Soros Fund Management added Facebook, Apple, and Twitter, but trimmed stakes in Alphabet and Amazon.com in the quarter through June, according to a regulatory filing on Tuesday.

The family office of billionaire George Soros also bought stakes in AT&T, Chevron, and T-Mobile US, and divested stakes in eBay, Nvidia, Snap, and Paypal.

Soros Fund Management also dramatically boosted its shares in BlackRock — the world’s largest asset management firm, overseeing $6 trillion — by nearly 60 percent to 12,983 total shares in the second quarter.

Other notable adjustments included paring stakes in Netflix, Citigroup, and Wells Fargo, but raising its shares of Pandora Media and Salesforce.com.

Soros Fund Management took share stakes in Facebook of 159,200 class A shares during the second quarter and 54,500 shares in Apple.

A number of prominent fund managers sharply cut their holdings in Apple only weeks before it became the first publicly traded U.S. company to be worth more than $1 trillion.

David Einhorn’s Greenlight Capital slashed its stake by 77 percent, while Philippe Laffont’s Coatue Management unloaded 95 percent.
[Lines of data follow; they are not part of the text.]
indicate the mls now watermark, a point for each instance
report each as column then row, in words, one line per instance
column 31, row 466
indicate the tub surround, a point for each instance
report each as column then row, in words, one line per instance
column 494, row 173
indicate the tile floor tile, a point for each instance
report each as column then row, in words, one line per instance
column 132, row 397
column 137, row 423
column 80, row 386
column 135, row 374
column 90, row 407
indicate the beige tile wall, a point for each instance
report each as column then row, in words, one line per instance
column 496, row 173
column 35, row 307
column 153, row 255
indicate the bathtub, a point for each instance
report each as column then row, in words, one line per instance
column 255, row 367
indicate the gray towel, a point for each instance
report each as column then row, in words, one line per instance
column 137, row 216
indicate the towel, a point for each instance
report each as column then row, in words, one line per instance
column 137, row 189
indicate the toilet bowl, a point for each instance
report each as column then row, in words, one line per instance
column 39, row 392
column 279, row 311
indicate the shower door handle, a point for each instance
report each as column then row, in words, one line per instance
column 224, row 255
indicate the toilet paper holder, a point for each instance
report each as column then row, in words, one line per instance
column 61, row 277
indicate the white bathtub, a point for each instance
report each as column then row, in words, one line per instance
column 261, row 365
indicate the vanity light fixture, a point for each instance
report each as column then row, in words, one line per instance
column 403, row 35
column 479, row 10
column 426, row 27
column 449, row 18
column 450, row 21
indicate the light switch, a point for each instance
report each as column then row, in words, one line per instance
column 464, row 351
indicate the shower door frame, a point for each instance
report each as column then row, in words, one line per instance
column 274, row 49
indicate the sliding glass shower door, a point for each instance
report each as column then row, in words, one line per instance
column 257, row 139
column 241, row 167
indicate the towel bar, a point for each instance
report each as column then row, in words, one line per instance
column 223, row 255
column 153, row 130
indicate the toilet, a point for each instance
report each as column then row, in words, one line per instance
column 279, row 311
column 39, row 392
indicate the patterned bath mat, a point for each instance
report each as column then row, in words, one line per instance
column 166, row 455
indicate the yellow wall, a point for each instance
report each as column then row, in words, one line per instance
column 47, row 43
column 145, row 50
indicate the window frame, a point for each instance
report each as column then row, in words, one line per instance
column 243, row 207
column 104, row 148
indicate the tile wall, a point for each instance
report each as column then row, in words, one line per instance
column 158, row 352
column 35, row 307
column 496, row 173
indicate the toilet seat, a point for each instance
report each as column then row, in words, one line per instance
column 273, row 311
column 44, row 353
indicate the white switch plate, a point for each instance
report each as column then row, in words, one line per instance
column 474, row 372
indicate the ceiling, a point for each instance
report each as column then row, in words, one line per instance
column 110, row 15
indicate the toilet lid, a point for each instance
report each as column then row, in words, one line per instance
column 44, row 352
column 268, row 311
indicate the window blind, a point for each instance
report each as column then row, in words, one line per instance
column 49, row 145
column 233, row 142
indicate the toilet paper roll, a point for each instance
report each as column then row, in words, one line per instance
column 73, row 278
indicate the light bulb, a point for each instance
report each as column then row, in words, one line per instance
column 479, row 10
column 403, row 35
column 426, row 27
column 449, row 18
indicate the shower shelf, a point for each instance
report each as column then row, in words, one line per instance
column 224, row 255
Advisory firm Diamond Hill Capital Management cut its stake by 27 percent.

Other big holders, including Sanders Capital and Adage Capital Partners, only trimmed small amounts in the second quarter.

Soros also rejigged his energy holdings, raising stakes in Devon Energy and Kinder Morgan, while dissolving his stake in the VanEck Vectors Oil Services ETF and cutting exposure to Canadian Natural Resources and Williams Companies.

Quarterly disclosures of hedge fund managers’ stock holdings, in what are known as 13F filings with the U.S. Securities and Exchange Commission, are one of the few public ways of learning what the managers are selling and buying.

But relying on the filings to develop an investment strategy comes with some risk because the disclosures come 45 days after the end of each quarter and may not reflect current positions. Still, the filings offer a glimpse into what hedge fund managers saw as opportunities to make money on the long side.

The filings do not disclose short positions, or bets that a stock will fall in price. As a result, the public filings do not always present a complete picture of a management firm’s equities holdings.